Le vivant reprend ses droits
Au Père-Lachaise, il y a aussi des fouines, qui dorment dans de vieux caveaux. Une soixantaine d’espèces d’oiseaux ont été observées, une vingtaine vivant ici à l’année. Les plus bruyants sont les corneilles, « oiseaux emblématiques des cimetières », et les perruches à collier. Avec 430 hectares de nature au cœur de la capitale française, le Père-Lachaise est un haut-lieu de la biodiversité parisienne. Parce que dès que vient la nuit, les humains, sous leur pierre tombale, ne dérangent personne. « Il y a tellement de calme, surtout dès 18 heures, à l’heure de la fermeture, observe le conservateur du cimetière, qui y habite. Là, on est en pleine journée et on n’entend pas le bruit de la ville. Par exemple, les seules chouettes hulottes qu’on entend et observe dans Paris sont au Père-Lachaise. C’est un très bon indicateur, puisque les chouettes hulottes ont besoin de tranquillité, sans pollution lumineuse la nuit. »
Les plantes aussi s’en donnent à cœur joie. Le cimetière compte 4 000 arbres, et certains poussent même sur de vieilles tombes. Le Père-Lachaise est un îlot de fraîcheur pour les humains pendant les canicules, un parc naturel où les chrysanthèmes apportés par les proches des défunts sont désormais bien marginaux au milieu de la végétation foisonnante. « Ça, c’est du géranium herbe à Robert », montre Benoît Gallot. « Il pousse dans les interstices des joints des tombes, où il y a du dépôt. On voit aussi qu’une tombe est recouverte de mousse et c’est un terrain favorable pour la pousse d’autres plantes. On voit que la vie reprend ses droits. C’est une plante intéressante qui ne pouvait pas pousser puisqu’on traitait et on mettait des produits phytosanitaires, parce qu’avant la moindre herbe était mal vue. Aujourd’hui, on essaie de trouver un équilibre entre l’accès aux tombes et la biodiversité. » Un cimetière, c’est plein de morts, et plein de vie aussi.

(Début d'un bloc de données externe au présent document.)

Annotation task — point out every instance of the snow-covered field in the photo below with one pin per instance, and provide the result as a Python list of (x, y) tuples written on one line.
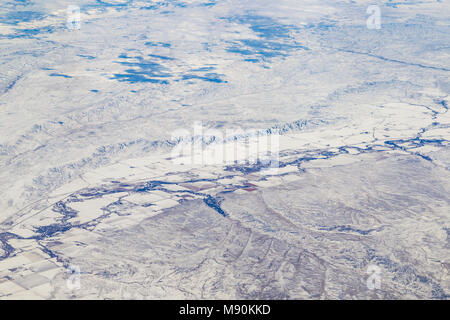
[(224, 149)]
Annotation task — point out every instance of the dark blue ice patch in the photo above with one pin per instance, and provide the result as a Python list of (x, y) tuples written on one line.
[(30, 33), (274, 39), (144, 70), (264, 27), (262, 49)]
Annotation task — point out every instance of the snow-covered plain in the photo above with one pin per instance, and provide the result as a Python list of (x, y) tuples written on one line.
[(89, 121)]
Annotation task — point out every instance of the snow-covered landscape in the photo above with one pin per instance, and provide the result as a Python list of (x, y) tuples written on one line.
[(224, 149)]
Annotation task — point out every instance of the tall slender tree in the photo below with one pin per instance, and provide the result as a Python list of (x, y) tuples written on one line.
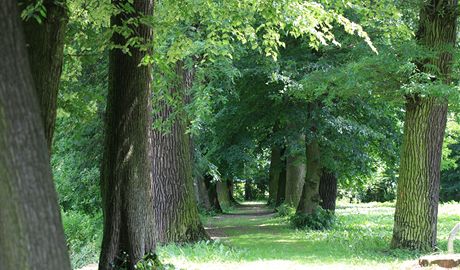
[(126, 178), (310, 198), (328, 189), (176, 212), (274, 174), (425, 121), (45, 46), (31, 233), (295, 170)]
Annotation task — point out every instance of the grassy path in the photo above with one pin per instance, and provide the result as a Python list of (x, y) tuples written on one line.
[(251, 237)]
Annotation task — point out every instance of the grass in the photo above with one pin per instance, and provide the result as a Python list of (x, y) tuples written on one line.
[(359, 239)]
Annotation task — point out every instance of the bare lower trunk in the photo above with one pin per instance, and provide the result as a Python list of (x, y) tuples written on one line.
[(328, 190), (45, 46), (176, 211), (282, 182), (295, 172), (310, 199), (31, 234), (418, 185), (126, 179), (275, 170), (223, 194)]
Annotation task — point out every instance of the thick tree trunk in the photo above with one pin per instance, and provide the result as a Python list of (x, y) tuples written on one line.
[(31, 234), (416, 212), (274, 174), (176, 212), (223, 195), (126, 179), (201, 193), (418, 185), (248, 191), (211, 187), (230, 192), (280, 195), (45, 45), (310, 198), (328, 190), (295, 172)]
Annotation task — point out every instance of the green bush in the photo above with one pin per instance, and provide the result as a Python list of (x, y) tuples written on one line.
[(285, 210), (320, 220), (84, 236)]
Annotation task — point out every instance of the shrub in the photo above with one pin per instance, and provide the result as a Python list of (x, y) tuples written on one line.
[(320, 220), (83, 234)]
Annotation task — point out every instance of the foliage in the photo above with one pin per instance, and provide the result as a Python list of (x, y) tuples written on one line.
[(84, 236), (320, 219), (148, 262), (359, 240), (285, 210), (380, 188)]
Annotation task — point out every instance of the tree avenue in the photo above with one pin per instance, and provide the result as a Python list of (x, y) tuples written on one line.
[(143, 134)]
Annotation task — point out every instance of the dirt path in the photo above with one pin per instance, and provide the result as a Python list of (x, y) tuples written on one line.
[(246, 211)]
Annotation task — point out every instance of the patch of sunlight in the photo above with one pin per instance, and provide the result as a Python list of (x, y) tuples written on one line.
[(274, 265)]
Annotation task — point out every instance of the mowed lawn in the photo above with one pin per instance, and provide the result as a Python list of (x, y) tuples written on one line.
[(251, 237)]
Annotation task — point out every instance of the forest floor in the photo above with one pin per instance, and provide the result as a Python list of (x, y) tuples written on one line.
[(251, 236)]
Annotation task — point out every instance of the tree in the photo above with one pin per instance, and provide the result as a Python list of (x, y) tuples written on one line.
[(425, 121), (126, 179), (45, 45), (176, 212), (31, 233), (328, 189), (274, 175)]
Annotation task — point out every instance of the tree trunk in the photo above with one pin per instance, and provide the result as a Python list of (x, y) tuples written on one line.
[(248, 191), (295, 172), (281, 193), (31, 233), (310, 198), (45, 45), (176, 212), (275, 170), (230, 192), (212, 193), (201, 193), (328, 190), (223, 195), (126, 179), (416, 212)]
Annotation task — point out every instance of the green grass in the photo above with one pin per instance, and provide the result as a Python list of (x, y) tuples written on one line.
[(359, 239)]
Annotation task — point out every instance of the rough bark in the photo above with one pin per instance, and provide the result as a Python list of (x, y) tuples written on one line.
[(248, 191), (281, 193), (31, 233), (201, 193), (126, 179), (274, 174), (45, 46), (295, 171), (310, 198), (328, 190), (176, 212), (223, 195), (233, 201), (418, 185), (211, 187)]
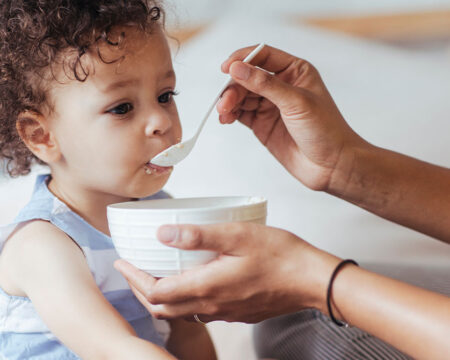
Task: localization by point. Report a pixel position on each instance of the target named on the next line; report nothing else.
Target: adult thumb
(263, 83)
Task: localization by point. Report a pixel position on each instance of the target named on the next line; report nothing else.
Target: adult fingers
(269, 58)
(280, 93)
(226, 238)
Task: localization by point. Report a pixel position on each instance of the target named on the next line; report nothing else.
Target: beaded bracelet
(330, 285)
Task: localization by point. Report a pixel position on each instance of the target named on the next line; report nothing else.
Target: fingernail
(120, 264)
(168, 234)
(240, 71)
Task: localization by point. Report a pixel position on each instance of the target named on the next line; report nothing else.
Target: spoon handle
(225, 85)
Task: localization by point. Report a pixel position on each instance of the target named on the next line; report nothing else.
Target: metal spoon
(175, 153)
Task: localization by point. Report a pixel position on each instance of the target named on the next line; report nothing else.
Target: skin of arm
(190, 341)
(264, 272)
(292, 113)
(294, 277)
(51, 270)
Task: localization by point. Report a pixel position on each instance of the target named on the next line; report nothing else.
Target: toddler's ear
(34, 130)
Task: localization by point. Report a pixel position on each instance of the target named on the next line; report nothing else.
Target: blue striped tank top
(23, 334)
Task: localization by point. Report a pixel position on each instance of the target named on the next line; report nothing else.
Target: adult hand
(290, 111)
(261, 272)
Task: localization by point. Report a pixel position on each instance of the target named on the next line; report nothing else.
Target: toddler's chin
(152, 186)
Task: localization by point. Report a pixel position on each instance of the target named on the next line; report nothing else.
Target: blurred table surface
(394, 98)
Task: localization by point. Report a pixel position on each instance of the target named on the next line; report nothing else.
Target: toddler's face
(111, 125)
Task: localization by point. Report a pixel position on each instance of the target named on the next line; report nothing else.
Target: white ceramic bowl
(133, 227)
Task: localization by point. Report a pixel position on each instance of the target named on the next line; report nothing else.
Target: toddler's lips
(155, 169)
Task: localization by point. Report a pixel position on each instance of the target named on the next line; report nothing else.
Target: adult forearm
(399, 188)
(413, 320)
(132, 347)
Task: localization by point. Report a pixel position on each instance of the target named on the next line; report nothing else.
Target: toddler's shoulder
(35, 243)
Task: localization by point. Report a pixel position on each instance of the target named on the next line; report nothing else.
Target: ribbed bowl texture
(133, 226)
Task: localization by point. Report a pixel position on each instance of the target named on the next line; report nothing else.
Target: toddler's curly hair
(33, 34)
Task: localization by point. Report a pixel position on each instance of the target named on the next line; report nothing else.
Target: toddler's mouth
(155, 169)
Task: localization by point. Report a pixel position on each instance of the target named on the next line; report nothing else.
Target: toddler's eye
(121, 109)
(166, 97)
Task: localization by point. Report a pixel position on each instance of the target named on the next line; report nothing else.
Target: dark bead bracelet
(330, 285)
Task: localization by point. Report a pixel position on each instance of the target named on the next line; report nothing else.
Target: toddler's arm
(189, 340)
(43, 263)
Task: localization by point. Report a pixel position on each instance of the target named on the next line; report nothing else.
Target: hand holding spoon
(175, 153)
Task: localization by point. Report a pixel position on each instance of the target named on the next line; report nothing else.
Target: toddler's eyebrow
(120, 84)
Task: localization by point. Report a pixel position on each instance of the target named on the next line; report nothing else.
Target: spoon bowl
(178, 152)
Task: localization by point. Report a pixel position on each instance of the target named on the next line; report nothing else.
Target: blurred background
(387, 65)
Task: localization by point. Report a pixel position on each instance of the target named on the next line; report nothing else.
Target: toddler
(86, 87)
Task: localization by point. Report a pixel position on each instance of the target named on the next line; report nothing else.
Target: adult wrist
(351, 155)
(314, 268)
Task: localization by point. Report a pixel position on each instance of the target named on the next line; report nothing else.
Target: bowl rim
(261, 202)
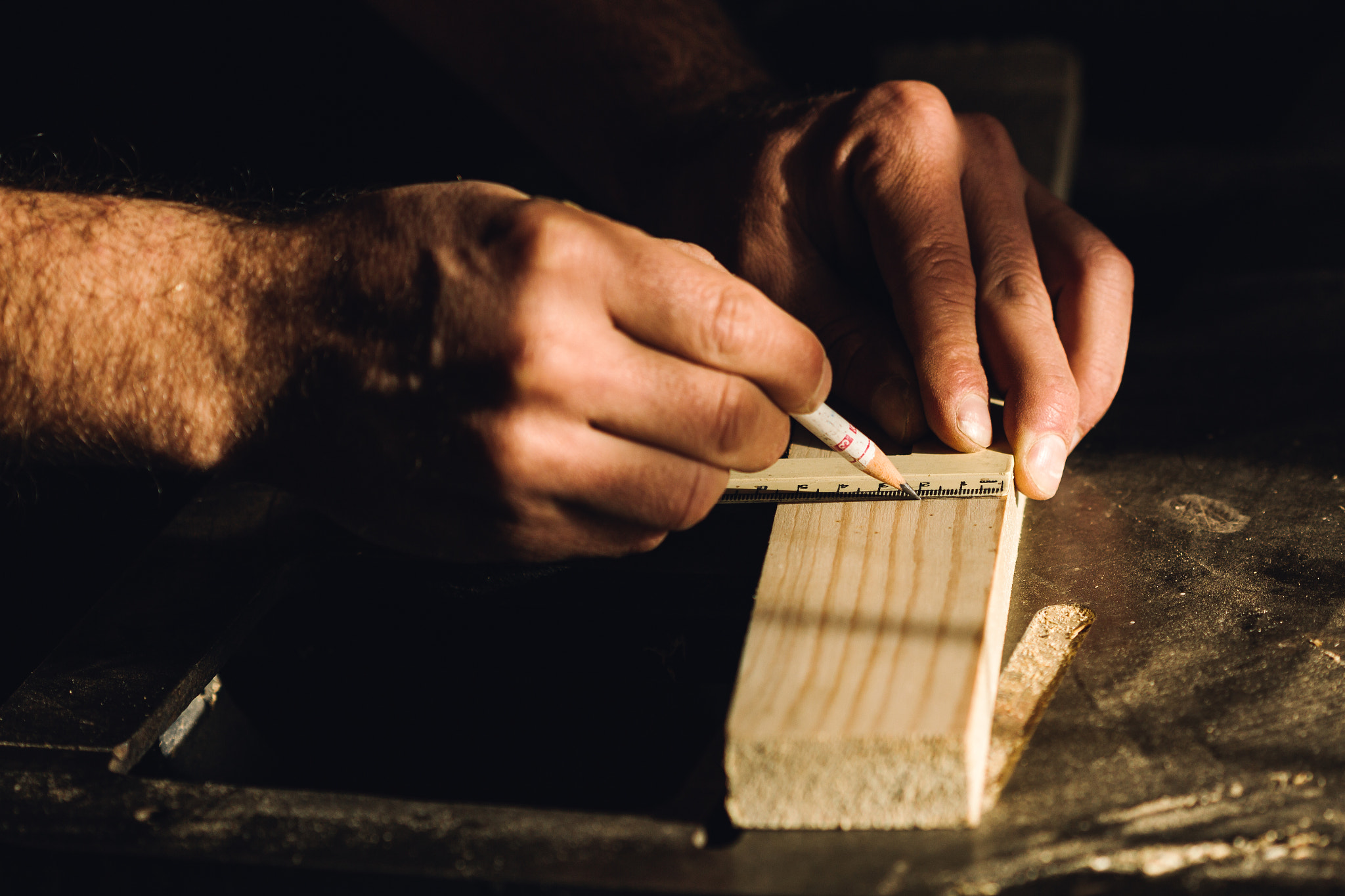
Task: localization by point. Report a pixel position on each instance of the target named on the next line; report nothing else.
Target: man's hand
(907, 237)
(455, 370)
(923, 254)
(522, 378)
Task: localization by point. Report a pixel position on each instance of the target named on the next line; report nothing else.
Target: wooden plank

« Le pétrole, c’est dans ta nature » ?
Le pétrole, mais aussi le gaz et le charbon sont des produits 100% naturels. On les appelle énergies fossiles parce qu’elles ont été piégées dans la roche il y a des dizaines et des dizaines de millions d’années, issues de la décomposition de matières organiques. Tout ce qu’il y a de plus naturel donc : des plantes, du plancton dans les océans… Mais aujourd’hui, quand on les brûle, on libère du CO2. 80% des émissions de gaz à effet de serre proviennent des énergies fossiles. Les réserves dans le sol sont estimées à 3 500 milliards de tonnes de gaz à effet de serre ; c’est sept fois plus que le budget carbone qu’il nous reste pour limiter la hausse des températures à 1,5 degré. Oui, le pétrole est dans la nature, et ce serait mieux qu’il y reste.